From the 1920’s to 1980 the figure was less than half a million, but that number had doubled by 1990 and redoubled by 2000.  Between prison, probation and parole there are now 7.5 million Americans under some kind of criminal justice control.  And, of course, Blacks and Latinos are disproportionately represented in this rise.  If you’re Latino, you’re almost three times more likely to be imprisoned than if you’re White; and if you’re Black, you’re almost seven times more likely.

Three factors have led to this meteoric increase.  The first was Nixon’s “war on drugs” beginning in 1970.  The second was Reagan’s Anti-Drug Abuse Act of 1980 which led to mandated longer sentences.  And the third salvo was the emergence of the Prison-Industrial complex.  In 1980, private prisons did not exist in the USA; now, as an example, Louisiana – which has the highest incarceration rates in the world – “houses” most of its prisoners in private, for-profit facilities.  A 2013 Bloomberg Report states that in the previous decade the number of inmates in the for-profit prisons had grown by 44%.  These corporations – such as the Correction Corporation of America – negotiate deals whereby the states guarantee to fill at least 90% of the prison beds or else reimburse the companies for the short fall.

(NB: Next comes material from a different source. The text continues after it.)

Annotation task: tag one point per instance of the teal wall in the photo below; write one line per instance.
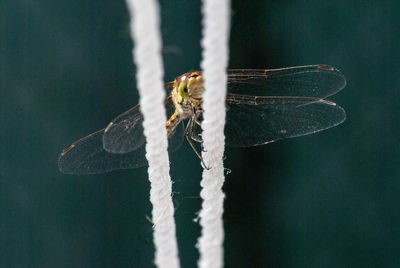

The final indignity is that these corporations then use their profits to lobby at state and federal level to introduce legislation such as “three strikes”, longer sentences and expanded definitions of “crime” to ensure a steady supply of client-inmates.  For the lawbreaker crime may not pay but for the jail masters it pays handsomely.

 

(E) True Justice

If you believe that Laws are a revelation form a superhuman source, entrusted to a chosen elite, then justice is one kind of animal.  When, however, you review the history and consequences of these competing and sometimes mutually exclusive systems, you realize that no taxonomy can explain their differences.

But what if true justice is not about assuaging the bruised ego of either a person or a tribe but rather the effort to align behavior with soul’s purpose?  What if it’s about adding a piece of the jigsaw puzzle so as to unveil the deepest order of all – Unity Consciousness?  What if its true destination is choreographing human interactions under the baton of “the better angels of our nature”?

Ipso facto, justice can never be midwifed by anger, rather it is equal parts protection of society and compassion by society.